/AD-Rosetta-Stone

Examples of Automatic Differentiation (AD) in many different languages and systems

Primary LanguageScalaGNU General Public License v3.0GPL-3.0

AD Rosetta Stone

Examples of Automatic Differentiation (AD) in many different languages and systems.

Automatic Differentiation Examples Table

We are making a table whose columns consist of AD example programs and whose rows are implementations. The purpose of this table is to provide a resource comparing APIs and convenience across AD systems: a bit of an AD Rosetta Stone. It may also be useful for comparing speed across implementations, e.g., for identifying and diagnosing outliers.

This repository holds source code files, each of which implements one example in one AD system, along with a variety of support files and scaffolding.

The Example Programs

There are five examples.

  • A toy multilayer perceptron, or mlp (Fs / Fv / R)

    This is a tiny classic vanilla multilayer perceptron neural network, trained by gradient descent. (The gradient of such a system would typically be computed by backpropagation, aka reverse-mode AD.)

  • saddle point finding (FF / FR / RF / RR)

    This example finds a saddle point by nested optimization. It does not make use of the “fixedpoint” trick.

  • particle path optimization (FF / FR / RF / RR)

    An inner process integrates an ordinary differential equation of a charged particle in a potential field, where the force on the particle is calculated from the field using AD. An outer process alters control parameters of the potential field using gradient descent on the squared distance between the particle's intersection with a plate and a target location.

  • probabilistic lambda calculus interpreter (F / R)

    Free parameters of a probabilistic lambda calculus program are optimized by gradient descent on the log likelihood of a dataset induced by running the program using an interpreter.

  • probabilistic prolog interpreter (F / R)

    Free parameters of a probabilistic prolog program are optimized by gradient descent on the log likelihood of a dataset induced by running the program using an interpreter.

Forward vs Reverse Mode

Two of the examples (saddle and particle) involve nested use of AD. Each AD operation can be done using either forward or reverse, leading to variants listed in parenthesis above. Some systems support both conventional (single tangent) and vector (stacked tangents) forward mode, which we call Fs and Fv. When Fv would make sense for a particular example (currently only mlp), instead of just a single F variant, there are Fs and Fv variants.

Coding Style

Between-System Isomorphic Code, Data, and Names

Stylistically, there is an attempt to keep the code as precisely isomorphic as possible between implementations, at the expense of idiomatic constructions. E.g., foldl (+) 0 instead of sum in Haskell. To the extent possible, the code should be me a mechanical-like translation, preserving code and data organization, and the abstract syntax.

Type Declarations

Where relevant, and to the extent possible, type inference is used instead of explicit declarations.

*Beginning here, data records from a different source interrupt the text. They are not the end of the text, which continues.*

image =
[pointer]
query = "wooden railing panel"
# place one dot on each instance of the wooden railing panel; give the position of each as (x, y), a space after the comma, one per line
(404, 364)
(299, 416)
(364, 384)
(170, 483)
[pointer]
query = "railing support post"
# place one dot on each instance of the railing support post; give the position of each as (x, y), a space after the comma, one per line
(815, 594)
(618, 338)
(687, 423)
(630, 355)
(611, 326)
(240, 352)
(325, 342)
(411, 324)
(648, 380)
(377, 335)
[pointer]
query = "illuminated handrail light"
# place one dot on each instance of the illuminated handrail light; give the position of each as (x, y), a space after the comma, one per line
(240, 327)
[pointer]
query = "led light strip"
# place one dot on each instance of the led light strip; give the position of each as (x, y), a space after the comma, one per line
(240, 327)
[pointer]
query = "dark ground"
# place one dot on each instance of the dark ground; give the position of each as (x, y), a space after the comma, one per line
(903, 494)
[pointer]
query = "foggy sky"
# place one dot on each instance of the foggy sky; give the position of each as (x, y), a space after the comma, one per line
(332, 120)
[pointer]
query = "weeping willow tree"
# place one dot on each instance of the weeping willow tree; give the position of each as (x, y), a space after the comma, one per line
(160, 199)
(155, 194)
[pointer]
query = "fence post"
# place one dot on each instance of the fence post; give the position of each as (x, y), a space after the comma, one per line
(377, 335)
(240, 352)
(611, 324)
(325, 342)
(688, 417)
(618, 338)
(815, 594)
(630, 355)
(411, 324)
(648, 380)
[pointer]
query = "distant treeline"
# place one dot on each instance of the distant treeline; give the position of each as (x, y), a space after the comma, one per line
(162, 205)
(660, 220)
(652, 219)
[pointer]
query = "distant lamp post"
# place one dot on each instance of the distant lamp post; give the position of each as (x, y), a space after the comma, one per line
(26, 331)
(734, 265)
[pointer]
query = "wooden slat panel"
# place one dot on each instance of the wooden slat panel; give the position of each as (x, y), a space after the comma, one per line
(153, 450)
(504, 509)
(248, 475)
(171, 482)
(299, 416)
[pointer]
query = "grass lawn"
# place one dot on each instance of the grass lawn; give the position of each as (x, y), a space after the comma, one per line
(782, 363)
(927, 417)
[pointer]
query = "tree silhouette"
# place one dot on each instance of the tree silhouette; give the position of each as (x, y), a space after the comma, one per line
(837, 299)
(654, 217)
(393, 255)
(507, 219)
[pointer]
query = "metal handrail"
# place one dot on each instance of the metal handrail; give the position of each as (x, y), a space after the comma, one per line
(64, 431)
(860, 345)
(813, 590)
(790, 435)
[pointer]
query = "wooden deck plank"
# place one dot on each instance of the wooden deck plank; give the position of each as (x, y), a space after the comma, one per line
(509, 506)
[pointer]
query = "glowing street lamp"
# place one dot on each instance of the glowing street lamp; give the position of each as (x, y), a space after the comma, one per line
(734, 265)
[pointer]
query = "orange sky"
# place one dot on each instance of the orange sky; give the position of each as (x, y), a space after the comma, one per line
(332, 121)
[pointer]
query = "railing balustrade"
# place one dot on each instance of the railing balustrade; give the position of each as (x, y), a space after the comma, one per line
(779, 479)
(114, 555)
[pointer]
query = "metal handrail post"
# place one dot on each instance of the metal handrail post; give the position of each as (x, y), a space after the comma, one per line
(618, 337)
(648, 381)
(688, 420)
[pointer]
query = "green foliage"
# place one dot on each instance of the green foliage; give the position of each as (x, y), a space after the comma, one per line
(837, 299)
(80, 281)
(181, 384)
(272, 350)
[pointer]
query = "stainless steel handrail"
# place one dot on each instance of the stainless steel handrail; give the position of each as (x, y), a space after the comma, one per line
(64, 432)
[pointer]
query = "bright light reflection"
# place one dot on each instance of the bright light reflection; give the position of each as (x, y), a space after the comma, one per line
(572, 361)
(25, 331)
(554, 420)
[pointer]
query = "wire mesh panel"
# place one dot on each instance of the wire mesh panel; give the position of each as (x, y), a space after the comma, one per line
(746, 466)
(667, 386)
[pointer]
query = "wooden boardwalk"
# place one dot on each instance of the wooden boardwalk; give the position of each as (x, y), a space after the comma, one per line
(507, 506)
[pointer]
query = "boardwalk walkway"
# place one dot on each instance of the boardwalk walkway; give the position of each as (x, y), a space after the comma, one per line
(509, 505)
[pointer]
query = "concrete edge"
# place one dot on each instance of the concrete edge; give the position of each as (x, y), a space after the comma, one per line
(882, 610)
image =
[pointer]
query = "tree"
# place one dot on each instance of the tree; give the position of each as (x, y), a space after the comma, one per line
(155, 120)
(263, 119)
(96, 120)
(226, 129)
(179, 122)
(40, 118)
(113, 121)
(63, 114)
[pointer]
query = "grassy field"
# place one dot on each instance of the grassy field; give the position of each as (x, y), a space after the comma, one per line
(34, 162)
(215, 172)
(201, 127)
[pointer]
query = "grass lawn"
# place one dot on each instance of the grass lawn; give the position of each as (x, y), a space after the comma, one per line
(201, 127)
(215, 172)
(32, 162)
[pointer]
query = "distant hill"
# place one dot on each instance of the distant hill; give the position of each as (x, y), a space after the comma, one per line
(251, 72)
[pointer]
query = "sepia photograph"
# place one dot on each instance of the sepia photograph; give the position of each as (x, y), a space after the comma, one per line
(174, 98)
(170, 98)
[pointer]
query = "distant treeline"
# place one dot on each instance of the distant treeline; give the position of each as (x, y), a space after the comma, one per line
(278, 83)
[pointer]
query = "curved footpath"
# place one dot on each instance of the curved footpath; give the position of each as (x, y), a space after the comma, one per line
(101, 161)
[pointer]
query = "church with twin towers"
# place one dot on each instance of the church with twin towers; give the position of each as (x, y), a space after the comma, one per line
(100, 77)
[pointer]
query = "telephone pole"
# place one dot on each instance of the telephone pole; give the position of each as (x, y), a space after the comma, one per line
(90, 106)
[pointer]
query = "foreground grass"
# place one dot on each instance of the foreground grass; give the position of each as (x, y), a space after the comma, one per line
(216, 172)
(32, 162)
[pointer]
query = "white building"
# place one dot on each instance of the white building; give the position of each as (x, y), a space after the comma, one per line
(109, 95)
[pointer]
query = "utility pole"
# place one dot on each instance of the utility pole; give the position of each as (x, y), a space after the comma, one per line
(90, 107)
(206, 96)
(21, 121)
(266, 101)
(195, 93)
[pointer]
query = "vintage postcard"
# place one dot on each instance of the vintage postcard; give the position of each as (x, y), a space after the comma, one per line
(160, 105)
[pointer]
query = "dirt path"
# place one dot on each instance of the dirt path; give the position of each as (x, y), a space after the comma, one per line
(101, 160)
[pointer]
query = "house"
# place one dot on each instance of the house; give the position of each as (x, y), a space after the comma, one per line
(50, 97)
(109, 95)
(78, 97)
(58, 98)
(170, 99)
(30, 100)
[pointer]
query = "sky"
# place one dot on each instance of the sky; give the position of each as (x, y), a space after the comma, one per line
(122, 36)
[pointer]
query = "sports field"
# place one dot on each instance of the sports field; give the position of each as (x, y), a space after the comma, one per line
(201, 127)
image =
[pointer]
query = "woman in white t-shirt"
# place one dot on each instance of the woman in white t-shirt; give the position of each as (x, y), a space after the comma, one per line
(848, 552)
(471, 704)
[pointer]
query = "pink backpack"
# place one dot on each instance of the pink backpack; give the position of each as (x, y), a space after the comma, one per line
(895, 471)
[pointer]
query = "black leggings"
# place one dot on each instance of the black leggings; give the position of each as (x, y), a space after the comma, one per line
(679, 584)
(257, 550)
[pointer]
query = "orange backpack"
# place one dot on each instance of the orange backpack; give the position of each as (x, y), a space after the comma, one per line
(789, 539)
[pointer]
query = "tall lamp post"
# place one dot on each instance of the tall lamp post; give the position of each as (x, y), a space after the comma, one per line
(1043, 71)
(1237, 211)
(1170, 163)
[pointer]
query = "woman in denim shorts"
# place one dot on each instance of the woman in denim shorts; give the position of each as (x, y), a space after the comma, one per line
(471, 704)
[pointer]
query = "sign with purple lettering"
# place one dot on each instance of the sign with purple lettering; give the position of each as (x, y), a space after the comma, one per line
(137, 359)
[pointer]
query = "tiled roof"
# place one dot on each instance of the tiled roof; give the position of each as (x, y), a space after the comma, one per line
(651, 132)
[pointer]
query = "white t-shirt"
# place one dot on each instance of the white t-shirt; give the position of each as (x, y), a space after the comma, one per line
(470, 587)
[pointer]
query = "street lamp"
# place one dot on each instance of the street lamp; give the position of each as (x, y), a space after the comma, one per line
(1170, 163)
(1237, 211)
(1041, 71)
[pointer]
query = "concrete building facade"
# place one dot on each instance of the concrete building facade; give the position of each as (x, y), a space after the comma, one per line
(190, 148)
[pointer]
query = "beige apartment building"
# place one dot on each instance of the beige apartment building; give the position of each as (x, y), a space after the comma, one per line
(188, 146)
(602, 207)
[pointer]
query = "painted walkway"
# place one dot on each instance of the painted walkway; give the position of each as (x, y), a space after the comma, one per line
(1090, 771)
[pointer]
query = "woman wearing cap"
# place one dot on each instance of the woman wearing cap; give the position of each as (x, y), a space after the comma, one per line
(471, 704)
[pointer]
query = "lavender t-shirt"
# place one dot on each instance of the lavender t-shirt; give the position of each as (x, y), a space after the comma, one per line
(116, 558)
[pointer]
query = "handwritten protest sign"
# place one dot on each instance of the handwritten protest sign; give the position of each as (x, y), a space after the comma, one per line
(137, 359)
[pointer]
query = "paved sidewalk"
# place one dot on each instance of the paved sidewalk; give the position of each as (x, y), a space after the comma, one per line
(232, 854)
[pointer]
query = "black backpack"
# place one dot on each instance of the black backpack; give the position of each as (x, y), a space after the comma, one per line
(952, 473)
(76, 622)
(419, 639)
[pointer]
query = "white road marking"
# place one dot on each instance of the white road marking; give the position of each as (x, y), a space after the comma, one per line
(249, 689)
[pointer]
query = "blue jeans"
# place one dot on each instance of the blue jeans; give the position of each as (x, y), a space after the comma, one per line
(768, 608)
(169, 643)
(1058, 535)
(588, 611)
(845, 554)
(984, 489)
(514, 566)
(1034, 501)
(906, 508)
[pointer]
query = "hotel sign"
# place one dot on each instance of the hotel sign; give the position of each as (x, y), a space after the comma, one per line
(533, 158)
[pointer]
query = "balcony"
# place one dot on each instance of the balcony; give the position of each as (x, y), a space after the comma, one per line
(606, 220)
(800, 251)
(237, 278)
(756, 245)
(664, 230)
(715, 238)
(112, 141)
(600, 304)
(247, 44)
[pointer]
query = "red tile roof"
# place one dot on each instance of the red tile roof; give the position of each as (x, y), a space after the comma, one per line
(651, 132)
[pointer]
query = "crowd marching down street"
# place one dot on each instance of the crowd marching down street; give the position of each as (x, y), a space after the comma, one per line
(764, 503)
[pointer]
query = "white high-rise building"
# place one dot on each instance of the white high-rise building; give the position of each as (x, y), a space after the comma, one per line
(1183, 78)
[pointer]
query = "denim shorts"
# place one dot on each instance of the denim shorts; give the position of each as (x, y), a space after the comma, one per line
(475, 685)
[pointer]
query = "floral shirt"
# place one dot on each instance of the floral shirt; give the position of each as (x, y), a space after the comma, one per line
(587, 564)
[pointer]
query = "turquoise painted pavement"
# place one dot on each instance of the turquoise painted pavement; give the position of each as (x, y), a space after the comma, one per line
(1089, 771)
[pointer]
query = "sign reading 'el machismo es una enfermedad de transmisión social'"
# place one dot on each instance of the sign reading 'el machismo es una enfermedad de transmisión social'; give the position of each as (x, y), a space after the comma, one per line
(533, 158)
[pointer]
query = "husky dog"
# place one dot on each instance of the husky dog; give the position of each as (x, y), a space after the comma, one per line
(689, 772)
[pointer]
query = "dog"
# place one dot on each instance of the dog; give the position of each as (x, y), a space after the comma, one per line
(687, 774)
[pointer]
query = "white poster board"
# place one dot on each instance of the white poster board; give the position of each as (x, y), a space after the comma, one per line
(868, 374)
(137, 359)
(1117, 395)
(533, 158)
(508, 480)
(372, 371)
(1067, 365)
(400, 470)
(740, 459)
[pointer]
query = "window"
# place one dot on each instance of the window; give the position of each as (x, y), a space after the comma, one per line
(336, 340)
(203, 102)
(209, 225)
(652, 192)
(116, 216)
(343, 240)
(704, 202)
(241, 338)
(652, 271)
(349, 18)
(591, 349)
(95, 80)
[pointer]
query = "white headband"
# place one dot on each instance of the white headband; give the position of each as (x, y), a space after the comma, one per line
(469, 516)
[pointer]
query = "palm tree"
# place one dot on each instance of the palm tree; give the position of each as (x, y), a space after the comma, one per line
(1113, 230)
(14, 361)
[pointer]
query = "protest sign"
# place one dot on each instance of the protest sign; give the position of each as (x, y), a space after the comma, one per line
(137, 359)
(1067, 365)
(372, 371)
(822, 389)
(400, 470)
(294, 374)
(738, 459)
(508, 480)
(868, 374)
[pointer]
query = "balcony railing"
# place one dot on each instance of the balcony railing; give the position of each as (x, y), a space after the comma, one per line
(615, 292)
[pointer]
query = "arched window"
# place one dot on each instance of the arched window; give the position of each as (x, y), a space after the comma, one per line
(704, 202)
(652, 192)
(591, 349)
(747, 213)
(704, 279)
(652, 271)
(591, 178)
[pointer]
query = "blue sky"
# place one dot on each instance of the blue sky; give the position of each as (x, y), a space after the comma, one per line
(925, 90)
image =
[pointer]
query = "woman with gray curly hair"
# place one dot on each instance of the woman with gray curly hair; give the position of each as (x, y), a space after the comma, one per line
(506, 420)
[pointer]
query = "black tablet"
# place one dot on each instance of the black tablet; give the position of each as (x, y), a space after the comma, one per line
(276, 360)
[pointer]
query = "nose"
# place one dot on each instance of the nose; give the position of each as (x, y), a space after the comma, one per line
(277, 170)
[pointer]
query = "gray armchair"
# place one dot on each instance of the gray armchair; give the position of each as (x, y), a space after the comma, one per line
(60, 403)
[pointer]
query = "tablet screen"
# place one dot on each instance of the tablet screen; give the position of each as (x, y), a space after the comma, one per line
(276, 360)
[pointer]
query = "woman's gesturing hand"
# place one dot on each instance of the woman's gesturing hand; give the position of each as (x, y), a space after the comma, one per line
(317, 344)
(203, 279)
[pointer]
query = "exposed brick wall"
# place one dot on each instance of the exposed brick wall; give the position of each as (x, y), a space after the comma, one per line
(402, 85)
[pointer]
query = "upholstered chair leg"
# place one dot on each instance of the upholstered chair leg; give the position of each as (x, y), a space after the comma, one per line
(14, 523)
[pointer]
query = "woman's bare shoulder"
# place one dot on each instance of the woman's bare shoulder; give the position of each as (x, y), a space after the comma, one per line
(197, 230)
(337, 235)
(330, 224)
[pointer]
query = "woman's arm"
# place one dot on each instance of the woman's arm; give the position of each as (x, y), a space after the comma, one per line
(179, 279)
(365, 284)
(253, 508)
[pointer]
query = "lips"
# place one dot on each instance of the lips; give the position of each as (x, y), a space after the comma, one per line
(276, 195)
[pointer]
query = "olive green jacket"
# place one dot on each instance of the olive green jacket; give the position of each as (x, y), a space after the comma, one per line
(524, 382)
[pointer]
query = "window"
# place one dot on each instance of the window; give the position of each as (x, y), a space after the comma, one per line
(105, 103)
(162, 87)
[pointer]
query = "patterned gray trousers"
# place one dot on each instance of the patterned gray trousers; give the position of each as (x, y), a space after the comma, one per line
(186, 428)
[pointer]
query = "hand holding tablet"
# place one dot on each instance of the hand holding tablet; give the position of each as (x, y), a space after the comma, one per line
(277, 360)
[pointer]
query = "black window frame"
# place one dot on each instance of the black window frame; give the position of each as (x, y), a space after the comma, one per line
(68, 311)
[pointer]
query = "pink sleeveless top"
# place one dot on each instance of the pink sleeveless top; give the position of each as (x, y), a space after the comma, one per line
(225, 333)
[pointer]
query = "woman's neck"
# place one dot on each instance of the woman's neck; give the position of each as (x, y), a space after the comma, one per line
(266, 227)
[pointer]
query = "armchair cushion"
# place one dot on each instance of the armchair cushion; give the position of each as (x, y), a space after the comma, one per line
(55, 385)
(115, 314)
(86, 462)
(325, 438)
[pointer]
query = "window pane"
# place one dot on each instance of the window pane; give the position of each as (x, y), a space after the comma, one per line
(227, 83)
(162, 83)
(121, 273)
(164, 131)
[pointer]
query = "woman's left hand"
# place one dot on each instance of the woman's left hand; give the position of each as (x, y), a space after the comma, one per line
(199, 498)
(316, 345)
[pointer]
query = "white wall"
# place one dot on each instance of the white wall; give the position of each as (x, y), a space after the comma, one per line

Between-Example Common AD Interface and Utility Functions for Each System

For each system, if the AD interface or other utility functions need tweaking, this is done in a common file shared between all the examples used in that system.

Forward vs Reverse Mode API

The F vs R variants are kept as identical as possible, ideally changing only gradient_R to gradient_F and such.

Please Help!

We'd like to add rows to the table. Since there are already a bunch of systems fleshed out (Haskell ad, sml, Scheme R6RSAD, ocaml, VLAD/Stalingrad), this should be straightforward for anyone conversant in a particular language and an appropriate AD subsystem. You don't even have to actually understand the innards of the interpreters in order to port them.

Note that some of the examples have been implemented in Fortran or C-based AD systems (Tapenade, ADIFOR, ADIC, ADOLC, etc). The more dynamic examples can be difficult to port to languages like that, at least without Procrustean effort. So if you're interested in adding a language to the table but don't want to do all the examples, that is just fine. We are happy with a sparse table.

We would also welcome new examples. Higher dimensional examples would be of particular interest, given that all but one of the current examples are extremely low dimensional.

Idiomatic Variants and Other Coding Choices

If people really want to make more idiomatic implementations of the examples, to show off language facilities to better effect, we'd be happy to make a new branch for that. But we'd like to maintain the above criteria on the master branch.

We are of course aware that the uses of Forward and Reverse mode here are often inappropriate. In particular, using Reverse on a scalar function is silly. These examples are expository and for testing, and are not intended as showcases of efficient code.